Rückt die Ukraine für China damit wirtschaftspolitisch vorerst in den Hintergrund?

Das glaube ich nicht. Man wird weiter versuchen, mit der Ukraine Geschäfte zu machen. China ist beispielsweise groß im Geschäft mit seltenen Erden, und die Ukraine verfügt über seltene Erden. Allerdings entsteht wenig Wertschöpfung im Land, wenn China hier investiert. Wenn China beispielsweise eine Brücke oder eine Eisenbahnstrecke in einem anderen Land baut, bringt es seine eigenen Leute und seine eigenen Baustoffe mit. Sie bekommen von China eine fix und fertige Brücke, aber Ihre Unternehmen bauen nicht mit.
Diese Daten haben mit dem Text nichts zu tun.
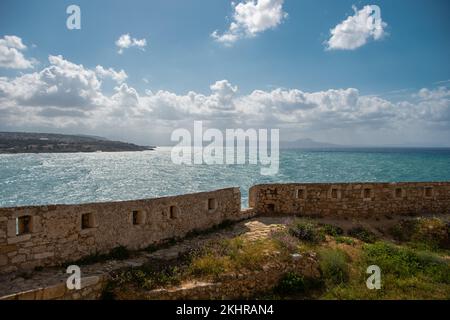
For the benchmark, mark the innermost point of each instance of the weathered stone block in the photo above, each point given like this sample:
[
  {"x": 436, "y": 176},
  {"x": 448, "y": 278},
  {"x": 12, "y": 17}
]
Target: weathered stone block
[{"x": 54, "y": 292}]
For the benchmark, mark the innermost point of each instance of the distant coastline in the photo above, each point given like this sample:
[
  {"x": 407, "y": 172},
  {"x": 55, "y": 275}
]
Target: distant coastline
[{"x": 25, "y": 142}]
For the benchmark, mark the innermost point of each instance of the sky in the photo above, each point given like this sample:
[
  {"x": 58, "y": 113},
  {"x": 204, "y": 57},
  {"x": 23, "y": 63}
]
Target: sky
[{"x": 344, "y": 72}]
Wird noch mit Russland gehandelt?

Nein.

Aber der Gas-Transit passiert noch . . .

. . . und Russland bezahlt sogar dafür. Die Ukraine hat schon vor der Eskalation damit begonnen, den Handel mit Russland in mehreren Bereichen zurückzufahren. Die Ukraine stellt zum Beispiel ihre Kernkraftwerke schon seit einiger Zeit von russischer auf amerikanische Technologie um und kauft schon länger keine Brennstäbe mehr von Russland.

Was muss auf dem Schlachtfeld passieren, damit die Ukraine wirtschaftlich wieder wachsen kann?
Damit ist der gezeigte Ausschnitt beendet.